Ausbau des Shop-Konzepts Der Alvore Rollout

Die Westfalen AG entwickelt ihr Shop- und Café-Angebot unter der Marke Alvore weiter. Sie setzt darüber hinaus auf Schnellladeinfrastruktur sowie die Weiterentwicklung der Standorte zu Mobility Hubs.

Montag, 03. August 2026, 06:05 Uhr
Artikelbild Der Alvore Rollout
Bildquelle: Westfalen AG, Münster

Für die Westfalen AG gewinnt das Shop-Geschäft zunehmend an Bedeutung, um die unternehmenseigenen Tankstellen-Standorte abzusichern. Westfalen ist Betreiber von rund 260 Tankstellen, vor allem in Nordrhein-Westfalen und Niedersachsen und entwickelt seine Standorte schrittweise zu modernen Mobility Hubs weiter, betonte der Vorstandsvorsitzende des Unternehmens Thomas Perkmann im Rückblick auf das Jahr 2025 und auch für das laufende Jahr.
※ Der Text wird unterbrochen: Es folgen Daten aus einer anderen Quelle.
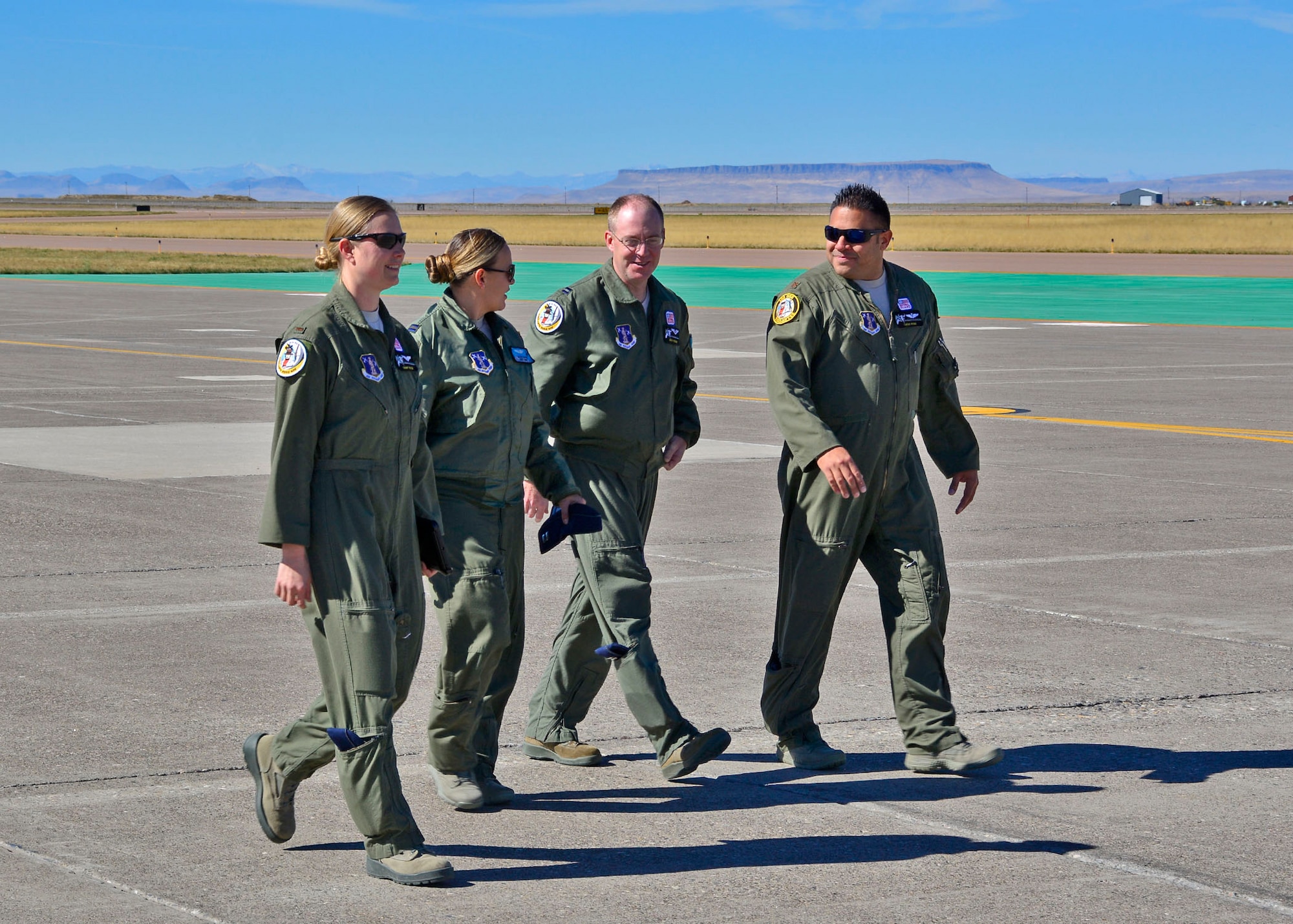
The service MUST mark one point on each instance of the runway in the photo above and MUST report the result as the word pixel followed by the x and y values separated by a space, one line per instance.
pixel 1120 624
Im Zentrum stehe dabei die Shop- und Café-Marke Alvore. Mehr als 30 Tankstellen wurden bereits auf das neue Konzept umgestellt, berichtet Perkmann. „Der Schwerpunkt liegt auf dem Shop-Geschäft mit vielfältigeren Angeboten und Dienstleistungen sowie einem stärkeren Fokus auf alternativen Antriebsenergien“, sagt der Vorstandsvorsitzende. Mit diesem Fokus reagiere Westfalen auf die veränderten Bedürfnisse der Kunden, für die der Tankstellen-Besuch längst mehr sei als das reine Tanken.

Parallel zum Ausbau des Shop-Konzepts investiert Westfalen in die Elektromobilität. Aktuell betreibt das Unternehmen mehr als 120 Schnellladepunkte im eigenen Netz, bis zum Jahresende sollen es rund 150 sein. Auch der Schwerlastverkehr rückt stärker in den Fokus. Im münsterländischen Steinfurt wurde jetzt der erste Lkw-Ladestandort in Betrieb genommen. Drei bis vier weitere Standorte sind geplant. Einen konkreten Zeitplan wollte Perkmann dafür allerdings nicht nennen. Als Grund verweist er auf langwierige Genehmigungsprozesse und fehlende Planungssicherheit. Die Kombination aus klassischem Tankstellen-Geschäft, leistungsfähiger Ladeinfrastruktur und einem ausgebauten Convenience-Angebot zeigt, in welche Richtung sich die Stationen entwickeln sollen: weg vom reinen Kraftstoffverkauf, hin zu vielseitigen Mobilitäts- und Versorgungsstandorten. Allerdings weiß Perkmann auch, dass langfristig das Geschäft an Tankstellen wohl rückläufig sein werde.

Dekarbonisierung bleibt auf Kurs

Trotz wirtschaftlich anspruchsvollen Umfelds, hält Westfalen an seinen Klimazielen fest. Grundlage dafür sind stabile Geschäftszahlen. Das Unternehmen erzielte 2025 einen Umsatz von 2,2 Milliarden Euro und ein operatives Ergebnis von 95 Millionen Euro. „Wir sehen, dass das Thema Nachhaltigkeit angesichts kurzfristiger wirtschaftlicher Herausforderungen in den Hintergrund rückt. Unser Anspruch bleibt jedoch: Ökonomie und Ökologie müssen zusammen gedacht werden“, betonte Perkmann.